If “Assign bank” triggers SMS and fails, try:
Remove and re-add the exact same bank (if allowed), or
Add a new bank method, make it default, then re-add the original bank later.
Use a domestic, supported bank account that matches the marketplace’s entity country. If you’re using a virtual account or cross-border account, switch to a standard checking account for the update, then optimize later.
5) Check for silent blockers in Account Health and identity
If Amazon detects unresolved identity or tax issues, some updates silently fail.
Verify sections:
Identity Verification: Ensure your legal entity, beneficial owner info, and ID documents are fully approved (no “Under Review”).
Tax Interview: Re-complete the tax interview if anything changed (entity type, address).
Account Health: No outstanding verification or info requests.
Reconcile addresses: Legal entity address, bank statement address, and Seller Central business address should match in format and content.
6) Use the right support path with evidence (don’t start from scratch)
Generic support will spin. Point them where you want them.
Open a case under “Payments > Bank account and charge method > Update bank account.”
Provide a clean, numbered reproduction path:
Step 1: Navigate to Settings > Account Info > Deposit Methods.
Step 2: Click Assign bank to [Marketplace].
Step 3: Prompt states SMS will be sent to +1-XXX-XXX-XXXX.
Step 4: No SMS received after X attempts. OTP for login works.
Step 5: Tried authenticator app default, different browser, different network, and alternate phone number. Same result.
Ask for a specific action:
“Escalate to Payments Ops to trigger manual identity verification for payout changes.”
“Verify if my account is stuck in a verification loop and clear the flag.”
“Confirm whether SMS to my carrier/region is blocked for payout actions and enable alternate verification.”
Attach proof:
Screenshots of the prompt.
Timestamped list of attempts.
Screenshot of 2SV settings showing authenticator app enabled and phone verified.
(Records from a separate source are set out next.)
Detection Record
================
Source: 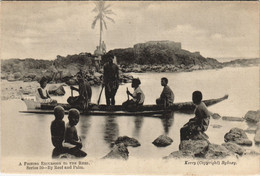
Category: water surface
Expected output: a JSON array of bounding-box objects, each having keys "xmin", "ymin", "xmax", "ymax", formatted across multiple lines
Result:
[{"xmin": 1, "ymin": 67, "xmax": 259, "ymax": 160}]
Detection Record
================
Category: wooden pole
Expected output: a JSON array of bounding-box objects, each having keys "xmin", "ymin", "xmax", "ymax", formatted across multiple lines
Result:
[
  {"xmin": 127, "ymin": 87, "xmax": 129, "ymax": 100},
  {"xmin": 97, "ymin": 85, "xmax": 104, "ymax": 105}
]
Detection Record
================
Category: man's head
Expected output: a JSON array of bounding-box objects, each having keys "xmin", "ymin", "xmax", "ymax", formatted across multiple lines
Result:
[
  {"xmin": 54, "ymin": 105, "xmax": 65, "ymax": 120},
  {"xmin": 192, "ymin": 91, "xmax": 203, "ymax": 105},
  {"xmin": 76, "ymin": 71, "xmax": 84, "ymax": 82},
  {"xmin": 68, "ymin": 108, "xmax": 80, "ymax": 126},
  {"xmin": 107, "ymin": 56, "xmax": 113, "ymax": 64},
  {"xmin": 39, "ymin": 77, "xmax": 48, "ymax": 88},
  {"xmin": 131, "ymin": 78, "xmax": 141, "ymax": 88},
  {"xmin": 161, "ymin": 77, "xmax": 168, "ymax": 86}
]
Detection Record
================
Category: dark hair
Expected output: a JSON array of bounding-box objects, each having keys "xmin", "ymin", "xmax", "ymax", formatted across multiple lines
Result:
[
  {"xmin": 161, "ymin": 77, "xmax": 168, "ymax": 84},
  {"xmin": 39, "ymin": 77, "xmax": 48, "ymax": 86},
  {"xmin": 68, "ymin": 108, "xmax": 80, "ymax": 120},
  {"xmin": 132, "ymin": 78, "xmax": 141, "ymax": 86},
  {"xmin": 54, "ymin": 106, "xmax": 65, "ymax": 120},
  {"xmin": 108, "ymin": 56, "xmax": 113, "ymax": 63},
  {"xmin": 192, "ymin": 91, "xmax": 203, "ymax": 104},
  {"xmin": 76, "ymin": 71, "xmax": 84, "ymax": 80}
]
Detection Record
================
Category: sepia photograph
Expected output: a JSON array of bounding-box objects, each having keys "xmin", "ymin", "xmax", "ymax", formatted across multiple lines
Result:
[{"xmin": 1, "ymin": 1, "xmax": 259, "ymax": 175}]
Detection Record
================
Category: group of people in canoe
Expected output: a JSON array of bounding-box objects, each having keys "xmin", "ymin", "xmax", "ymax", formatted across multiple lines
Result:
[{"xmin": 37, "ymin": 56, "xmax": 211, "ymax": 158}]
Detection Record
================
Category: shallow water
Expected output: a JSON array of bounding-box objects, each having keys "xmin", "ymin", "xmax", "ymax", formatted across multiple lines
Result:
[{"xmin": 1, "ymin": 67, "xmax": 259, "ymax": 160}]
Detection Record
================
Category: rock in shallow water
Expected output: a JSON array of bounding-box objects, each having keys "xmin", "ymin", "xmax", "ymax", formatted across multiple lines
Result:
[
  {"xmin": 152, "ymin": 135, "xmax": 173, "ymax": 147},
  {"xmin": 163, "ymin": 151, "xmax": 193, "ymax": 159},
  {"xmin": 102, "ymin": 143, "xmax": 129, "ymax": 160},
  {"xmin": 212, "ymin": 113, "xmax": 221, "ymax": 120},
  {"xmin": 211, "ymin": 124, "xmax": 222, "ymax": 128},
  {"xmin": 254, "ymin": 122, "xmax": 260, "ymax": 144},
  {"xmin": 224, "ymin": 128, "xmax": 252, "ymax": 146},
  {"xmin": 205, "ymin": 144, "xmax": 234, "ymax": 159},
  {"xmin": 243, "ymin": 149, "xmax": 260, "ymax": 156},
  {"xmin": 244, "ymin": 110, "xmax": 260, "ymax": 123},
  {"xmin": 179, "ymin": 140, "xmax": 209, "ymax": 157},
  {"xmin": 222, "ymin": 116, "xmax": 244, "ymax": 122},
  {"xmin": 221, "ymin": 142, "xmax": 245, "ymax": 156},
  {"xmin": 114, "ymin": 136, "xmax": 140, "ymax": 147},
  {"xmin": 165, "ymin": 140, "xmax": 236, "ymax": 160}
]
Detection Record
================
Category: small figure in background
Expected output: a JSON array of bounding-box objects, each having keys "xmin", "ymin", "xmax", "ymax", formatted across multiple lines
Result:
[{"xmin": 101, "ymin": 41, "xmax": 106, "ymax": 54}]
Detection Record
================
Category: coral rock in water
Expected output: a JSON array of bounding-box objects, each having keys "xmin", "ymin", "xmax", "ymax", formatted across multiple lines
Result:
[
  {"xmin": 152, "ymin": 135, "xmax": 173, "ymax": 147},
  {"xmin": 114, "ymin": 136, "xmax": 141, "ymax": 147},
  {"xmin": 224, "ymin": 128, "xmax": 252, "ymax": 146}
]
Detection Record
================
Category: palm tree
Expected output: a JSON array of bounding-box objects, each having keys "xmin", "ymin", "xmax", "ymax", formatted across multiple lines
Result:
[{"xmin": 92, "ymin": 0, "xmax": 115, "ymax": 54}]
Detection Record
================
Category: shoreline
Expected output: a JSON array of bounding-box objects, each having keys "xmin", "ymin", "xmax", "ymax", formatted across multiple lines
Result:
[{"xmin": 1, "ymin": 65, "xmax": 258, "ymax": 101}]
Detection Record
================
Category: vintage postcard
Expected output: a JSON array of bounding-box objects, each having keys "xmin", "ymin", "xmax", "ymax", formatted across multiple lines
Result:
[{"xmin": 1, "ymin": 1, "xmax": 259, "ymax": 175}]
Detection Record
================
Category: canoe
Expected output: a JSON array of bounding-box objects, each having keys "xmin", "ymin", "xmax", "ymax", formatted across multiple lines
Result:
[{"xmin": 20, "ymin": 95, "xmax": 228, "ymax": 116}]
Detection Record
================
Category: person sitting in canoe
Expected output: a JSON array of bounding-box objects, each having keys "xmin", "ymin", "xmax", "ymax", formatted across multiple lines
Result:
[
  {"xmin": 67, "ymin": 71, "xmax": 92, "ymax": 110},
  {"xmin": 156, "ymin": 77, "xmax": 174, "ymax": 108},
  {"xmin": 122, "ymin": 78, "xmax": 145, "ymax": 111},
  {"xmin": 63, "ymin": 108, "xmax": 87, "ymax": 158},
  {"xmin": 36, "ymin": 77, "xmax": 57, "ymax": 104},
  {"xmin": 180, "ymin": 91, "xmax": 211, "ymax": 141}
]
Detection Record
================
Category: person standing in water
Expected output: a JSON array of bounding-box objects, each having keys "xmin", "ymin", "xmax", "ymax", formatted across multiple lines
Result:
[{"xmin": 103, "ymin": 56, "xmax": 119, "ymax": 105}]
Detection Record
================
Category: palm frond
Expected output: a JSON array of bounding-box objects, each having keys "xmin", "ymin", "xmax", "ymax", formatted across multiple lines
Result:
[
  {"xmin": 104, "ymin": 4, "xmax": 112, "ymax": 11},
  {"xmin": 92, "ymin": 7, "xmax": 98, "ymax": 12},
  {"xmin": 104, "ymin": 9, "xmax": 115, "ymax": 15},
  {"xmin": 92, "ymin": 2, "xmax": 100, "ymax": 12},
  {"xmin": 91, "ymin": 16, "xmax": 99, "ymax": 29},
  {"xmin": 102, "ymin": 19, "xmax": 107, "ymax": 30},
  {"xmin": 105, "ymin": 15, "xmax": 115, "ymax": 23}
]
7) Escalate with precision if the first reply is canned
Reopen the case, reference the case ID, and request:
“Route to Captive Payments Support/Payments Operations. Prior responses did not address reproduction steps or requested actions.”
Use the “Call me now” option from the same case, not a new one. Keep the thread intact.
If unresolved after 72 hours, use Executive Seller Relations escalation:
Keep it factual and short. Include your entity name, marketplace, case IDs, reproduction steps, and what you want them to do (manual verification override or alternate factor enablement).
8) If you need to ship orders now, deploy a temporary workaround
If the bank update is blocking disbursements but not listing, continue selling and accumulate balance while the fix processes. Most manual verifications complete within 2–5 business days once routed correctly.
If the marketplace is locked until verification, pause paid ads and inventory transfers to control costs while you push the escalation.
9) Carrier and device checks worth doing once
Confirm short code delivery: Text HELP to a known Amazon short code in your region, or ask your carrier to confirm short-code delivery is enabled on your line.
Test another physical SIM on your device or a different device with the same number (eSIM issues can interfere with specific short codes).
Turn off spam filters and “filter unknown senders” on iOS/Android during the change.
10) When you post for help, post like a pro
You’ll get better answers if you show the exact steps and what you already tried.
Include marketplace, entity type, the exact path you clicked, the factor requested (SMS vs app), timestamps, and screenshots with sensitive data masked.
State what you want: “Request manual verification for payout method change.”
Bottom line
Amazon’s system rewards sellers who take control. You don’t need endless back-and-forth with first-line support. Lock down your verification methods, run the change in a clean environment, present a proper escalation with evidence, and ask for the precise back-office action. That’s how you move from stuck to done.